The fascist empires had further extended their power in Africa, seizing Algeria, Tunisia and ports on the Atlantic Ocean. To the east, they threatened Cairo and Alexandria.
Japan, Hungary, Romania and Finland were all in military alliance with Germany and Italy. Powerful elements in the ruling circles of Spain, Portugal, Turkey and Bulgaria were also complicit with fascism.
In the ten months since Germany had first invaded the Soviet Union, Hitler’s forces had seized not only Estonia, Latvia and Lithuania but also Belorussia, Moldavia and Ukraine. They were in control of all the provinces of Pskov, Smolensk, Oryol and Kursk, and large parts of the provinces of Leningrad, Kalinin, Tula and Voronezh.
The military-industrial machine created by Hitler had absorbed vast riches: French steelworks, French engineering and car factories, the iron mines of Lorraine, Belgian coal mines and steel furnaces, Dutch precision mechanics and radio factories, Austrian metalworking companies, the Skoda arms manufacturer in Czechoslovakia, the Romanian oil industry, Norwegian iron mines, Spanish tungsten and mercury mines, and the textile factories of Łódź. And all over occupied Europe the long drive belt of the “new order” was spinning the wheels of hundreds of thousands of smaller businesses of every kind.
In twenty countries, mills were grinding barley and wheat, and ploughs turning over fields, for the fascist occupiers. In three oceans and five seas fishermen were catching fish to supply fascist cities. Hydraulic presses were at work in plantations throughout Europe and northern Africa, pressing grape juice, olive oil, and flax and sunflower oil. A fine harvest was ripening
on the branches of millions of apple, plum, orange and lemon trees; fruit already ripe was being packed into wooden crates stamped with a black eagle. The Reich’s iron fingers were milking Danish, Dutch and Polish cattle, shearing sheep in Hungary and the Balkans.
Dominion over vast areas of Europe and Africa appeared to be strengthening the power of fascism with every year, every day, every hour.
With sickening servility, those who had betrayed freedom, goodness and truth were predicting the defeat of all Hitler’s opponents and proclaiming Hitlerism to be a truly new and higher order.
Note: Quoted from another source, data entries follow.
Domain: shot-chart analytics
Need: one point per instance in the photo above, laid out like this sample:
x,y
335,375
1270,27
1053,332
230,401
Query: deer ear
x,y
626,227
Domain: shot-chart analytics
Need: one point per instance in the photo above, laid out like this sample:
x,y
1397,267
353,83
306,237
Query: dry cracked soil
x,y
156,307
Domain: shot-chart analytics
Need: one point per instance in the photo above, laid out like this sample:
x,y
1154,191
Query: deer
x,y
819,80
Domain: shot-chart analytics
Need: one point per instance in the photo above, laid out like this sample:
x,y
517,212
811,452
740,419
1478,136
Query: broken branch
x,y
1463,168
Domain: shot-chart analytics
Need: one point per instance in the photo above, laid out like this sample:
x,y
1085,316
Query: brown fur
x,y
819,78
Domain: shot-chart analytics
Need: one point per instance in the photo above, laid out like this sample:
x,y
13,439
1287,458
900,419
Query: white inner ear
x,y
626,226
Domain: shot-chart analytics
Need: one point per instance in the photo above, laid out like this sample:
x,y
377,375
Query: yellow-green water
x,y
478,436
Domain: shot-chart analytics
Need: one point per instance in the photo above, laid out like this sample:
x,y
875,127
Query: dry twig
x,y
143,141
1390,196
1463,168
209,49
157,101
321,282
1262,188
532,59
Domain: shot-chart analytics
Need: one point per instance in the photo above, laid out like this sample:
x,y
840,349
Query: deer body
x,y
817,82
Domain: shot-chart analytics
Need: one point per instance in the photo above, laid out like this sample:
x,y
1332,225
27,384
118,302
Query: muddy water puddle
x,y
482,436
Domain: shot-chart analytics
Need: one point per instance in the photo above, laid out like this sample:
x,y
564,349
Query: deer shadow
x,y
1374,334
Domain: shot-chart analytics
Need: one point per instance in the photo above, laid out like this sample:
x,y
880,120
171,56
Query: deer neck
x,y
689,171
The new order established by Hitler throughout conquered Europe had seen the modernization and renewal of all the methods and techniques of violence that had arisen in the course of thousands of years of the rule of the few over the many.
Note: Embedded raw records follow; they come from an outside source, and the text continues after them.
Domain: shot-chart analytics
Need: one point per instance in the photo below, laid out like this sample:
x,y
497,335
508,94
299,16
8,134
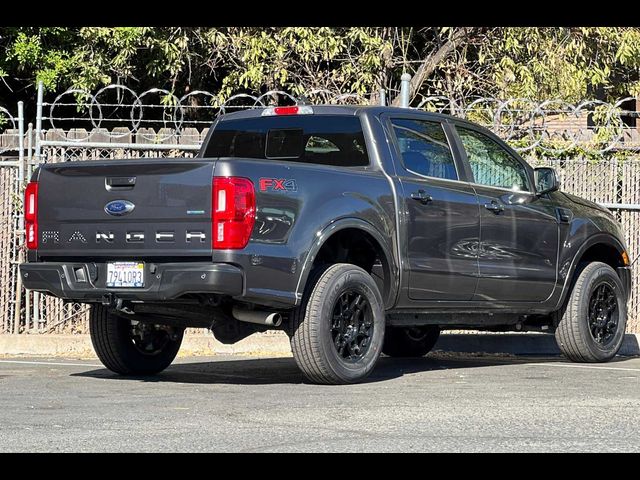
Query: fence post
x,y
39,120
29,150
36,295
405,81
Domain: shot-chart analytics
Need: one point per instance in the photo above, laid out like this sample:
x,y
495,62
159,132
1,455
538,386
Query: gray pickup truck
x,y
356,230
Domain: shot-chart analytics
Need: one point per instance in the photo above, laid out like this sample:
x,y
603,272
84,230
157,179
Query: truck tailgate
x,y
125,209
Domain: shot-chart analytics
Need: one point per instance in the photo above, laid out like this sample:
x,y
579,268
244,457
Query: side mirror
x,y
546,180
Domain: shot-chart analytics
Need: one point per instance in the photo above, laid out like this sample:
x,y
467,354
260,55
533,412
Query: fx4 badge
x,y
278,185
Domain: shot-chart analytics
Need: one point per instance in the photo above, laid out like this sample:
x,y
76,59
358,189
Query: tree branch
x,y
435,58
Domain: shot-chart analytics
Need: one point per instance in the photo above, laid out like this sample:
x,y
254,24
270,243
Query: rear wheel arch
x,y
355,231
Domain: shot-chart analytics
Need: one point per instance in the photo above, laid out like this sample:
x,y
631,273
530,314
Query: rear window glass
x,y
319,139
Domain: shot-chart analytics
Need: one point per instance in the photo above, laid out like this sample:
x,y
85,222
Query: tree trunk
x,y
431,62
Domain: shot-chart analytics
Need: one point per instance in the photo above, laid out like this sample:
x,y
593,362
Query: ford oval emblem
x,y
118,208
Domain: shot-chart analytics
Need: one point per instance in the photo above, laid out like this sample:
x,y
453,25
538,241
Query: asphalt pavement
x,y
444,402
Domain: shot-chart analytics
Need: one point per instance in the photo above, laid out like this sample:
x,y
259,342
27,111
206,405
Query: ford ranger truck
x,y
356,230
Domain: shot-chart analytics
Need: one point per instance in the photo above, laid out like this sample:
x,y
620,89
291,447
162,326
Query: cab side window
x,y
491,164
424,148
This meeting in Salzburg heralded a major German offensive in southern Russia.
2
HITLER and Mussolini began their meeting in their usual way, displaying all the gold and enamel of their false teeth in broad, friendly smiles and saying how delighted they were that circumstances once again allowed them to meet.
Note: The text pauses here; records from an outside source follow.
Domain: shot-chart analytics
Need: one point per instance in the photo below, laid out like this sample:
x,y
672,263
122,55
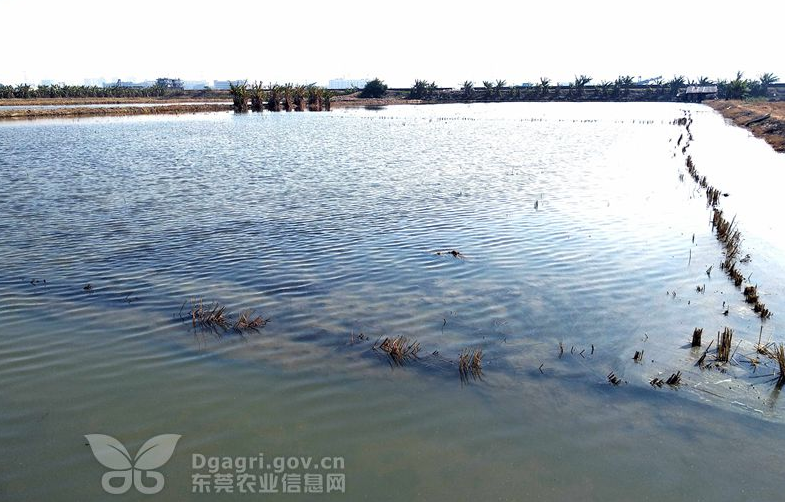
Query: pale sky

Mussolini at once thought that the past winter and the cruel defeat outside Moscow had left their mark on Hitler. There was more grey in his hair, and not just at his temples. The dark rings under his eyes had become more pronounced and his general complexion was pale and unhealthy; only his trench coat still looked fresh. All in all, the Führer looked grimmer and harsher than ever.